This approach allowed us to have greater control over our monitoring capabilities and provided the flexibility to adapt to the changes of SaaS environments and ensure even when if we change tools we can continue to monitor with little effort. While developing a custom solution required significant resources and expertise, we believe it is the best approach to effectively monitor our SaaS tooling and ensure we do not lose visibility we have grown accustomed to with on-premise solutions.

System Architecture & Design

Our custom SaaS monitoring solution is designed to be modular and scalable, allowing us to easily add new SaaS tools and monitoring capabilities as needed. We also needed to ensure that the platform was tool agnostic and allowed new monitors and SaaS apps to be onboarded with minimal effort.
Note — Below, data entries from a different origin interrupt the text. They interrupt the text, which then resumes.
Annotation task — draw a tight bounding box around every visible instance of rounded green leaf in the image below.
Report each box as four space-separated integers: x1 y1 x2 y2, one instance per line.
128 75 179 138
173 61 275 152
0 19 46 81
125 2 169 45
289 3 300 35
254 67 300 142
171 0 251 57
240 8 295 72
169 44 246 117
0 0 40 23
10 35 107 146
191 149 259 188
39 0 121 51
This posed many design challenges as each SaaS app has its own unique and complex requirements for monitoring. Such as different authentication mechanisms, data formats, and API limitations. To address these challenges, we designed the system with the following key components:

Config Management DB: A centralized database to store config data for each SaaS tool and its associated monitors. This allows us to easily manage and update monitoring configurations as needed.
Monitor Workers: Dedicated workers which could be deployed in multiple regions to perform the actual monitoring tasks. Each worker collects tasks from a centralized task queue and executes the monitoring logic. It reports the results back to the central management node for processing, alerting, and visualization.
Data Collection & Processing: A robust data collection and processing pipeline that ingests monitoring data from the various monitors and processes it for storage and analysis.
Alerting & Notification: Fortunately we were able to leverage our existing alerting and notification systems to handle alerts generated by the SaaS monitoring solution. This system is capable of sending alerts via multiple channels, SMS, and chat(Slack).
Dashboard & Visualization: User-friendly dashboards that provide real-time insights into the performance and availability of the monitored SaaS apps. These dashboards are designed to be customizable and can display various metrics and visualizations.
1. We were able to leverage our existing Grafana instances to visualize the data collected from the SaaS monitoring solution. This allowed us to quickly set up dashboards and visualizations.
2. We also implemented a pre-defined template system that allows users to quickly create dashboards for new SaaS apps based on common monitoring metrics and visualizations. This template system significantly reduces the time and effort required to onboard new SaaS applications and ensures consistency across dashboards.

I should also mention we want to store historical data for ensuring SLA compliance and trend analysis. We opted to use a time-series database (TSDB) for this purpose, as it is optimized for storing and querying time-series data. We also store incidents in a relational database for easy reporting. This allows us to track incidents over time and generate reports on SLA compliance and performance trends.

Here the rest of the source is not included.